BUND kämpft weiter gegen neue Kohlekraftwerke

Der BUND ist an vielen Standorten von geplanten Kohlekraftwerken aktiv – und erfolgreich. Mit Protesten, Klagen und Einwendungen.

Aktuelle Erfolge

Im Jahr 2008 konnte der BUND erneut zwei Kohlekraftwerksplanungen von seiner Liste streichen. Die EnBW musste nach starken Protesten vor Ort und einer Mehrheit im Gemeinderat gegen das Projekt ihren Plan, in Germersheim ein 800 MW Steinkohlekraftwerk zu bauen, beerdigen. Auch die Planungen von Evonik in Herne wurden aufgegeben.

In Hamburg wurde das Vattenfall-Kraftwerk zwar genehmigt, aber dies – wegen der großen Proteste – mit hohen Auflagen. Und der BUND hat bereits Klage eingereicht, um das Kraftwerk komplett zu verhindern.

Aktuelle Entwicklungen

In Lubmin (Mecklenburg-Vorpommern) scheint ein großer Erfolg möglich. Die Planungen des dänischen Investors Dong Energy für ein riesiges Steinkohlekraftwerk am Greifswalder Bodden sind ins Stocken geraten. Der BUND und die Bürgerinitiativen haben den Erörterungstermin im Genehmigungsverfahren genutzt, um auf etliche Schwachstellen im Genehmigungsantrag hinzuweisen. Außerdem ist es gelungen, die politische Stimmung im Mecklenburg-Vorpommern zu drehen: Viele führende Sozialdemokraten sprechen sich inzwischen klar gegen das Kohlekraftwerk aus. Der BUND wird alles daran setzen, dass dieser Klimakiller nun wirklich gestoppt wird.

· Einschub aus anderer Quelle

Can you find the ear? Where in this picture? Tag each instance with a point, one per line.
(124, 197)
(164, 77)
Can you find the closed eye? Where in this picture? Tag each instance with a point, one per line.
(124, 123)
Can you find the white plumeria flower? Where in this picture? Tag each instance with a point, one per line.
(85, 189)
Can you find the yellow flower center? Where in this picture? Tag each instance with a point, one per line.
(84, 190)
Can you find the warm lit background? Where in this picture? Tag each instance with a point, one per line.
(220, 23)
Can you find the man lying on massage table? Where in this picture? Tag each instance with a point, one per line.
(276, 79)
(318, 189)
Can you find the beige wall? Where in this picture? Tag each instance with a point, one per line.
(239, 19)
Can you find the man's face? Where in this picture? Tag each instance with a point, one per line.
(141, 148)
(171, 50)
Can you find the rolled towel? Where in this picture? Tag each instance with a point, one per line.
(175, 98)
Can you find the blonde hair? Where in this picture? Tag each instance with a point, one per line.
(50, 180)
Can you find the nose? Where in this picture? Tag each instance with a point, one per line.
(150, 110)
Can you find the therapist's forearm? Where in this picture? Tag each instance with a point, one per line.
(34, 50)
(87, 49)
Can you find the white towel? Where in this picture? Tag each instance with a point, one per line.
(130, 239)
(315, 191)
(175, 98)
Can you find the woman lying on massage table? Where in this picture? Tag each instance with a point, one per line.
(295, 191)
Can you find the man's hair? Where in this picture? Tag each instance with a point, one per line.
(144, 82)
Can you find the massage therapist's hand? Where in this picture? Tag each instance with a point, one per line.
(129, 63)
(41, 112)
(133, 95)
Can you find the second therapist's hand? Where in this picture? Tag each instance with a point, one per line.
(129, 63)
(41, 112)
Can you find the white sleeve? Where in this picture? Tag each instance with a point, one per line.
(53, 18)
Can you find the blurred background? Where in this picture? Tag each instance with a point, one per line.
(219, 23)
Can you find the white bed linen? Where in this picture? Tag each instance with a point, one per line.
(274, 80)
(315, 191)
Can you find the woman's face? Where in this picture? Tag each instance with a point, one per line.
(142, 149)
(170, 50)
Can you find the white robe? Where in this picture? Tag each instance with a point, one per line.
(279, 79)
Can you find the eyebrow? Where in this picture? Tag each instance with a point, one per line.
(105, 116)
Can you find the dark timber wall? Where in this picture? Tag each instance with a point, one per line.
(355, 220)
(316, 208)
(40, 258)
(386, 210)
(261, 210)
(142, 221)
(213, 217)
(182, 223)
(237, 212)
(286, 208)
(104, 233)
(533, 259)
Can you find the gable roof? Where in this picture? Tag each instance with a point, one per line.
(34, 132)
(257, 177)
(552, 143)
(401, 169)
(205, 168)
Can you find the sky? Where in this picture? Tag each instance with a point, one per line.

Auch in Düsseldorf hat sich der Wind gedreht. Nach monatelanger Arbeit durch den BUND und das Bündnis „Astrhein“ sind inzwischen alle Fraktionen des Stadtrates gegen das (von den Stadtwerken zusammen mit der EnBW geplante) Kraftwerk. Der BUND arbeitet daran, dass die Stadtwerke nun tatsächlich ihre Planungen zurückziehen.

Gegen den Willen der Stromkonzerne (und trotz des großen Einflusses derselben) hat der BUND zusammen mit vielen anderen durchgesetzt, dass die Stromkonzerne ab 2013 für alle CO2-Verschmutzungsrechte zahlen müssen. Als Reaktion darauf hat RWE angekündigt, all seine Pläne für neue Kohlekraftwerke in Westeuropa zu stoppen. Die bereits im Bau befindlichen Kraftwerke in Neurath und Hamm sollen aber weitergebaut werden.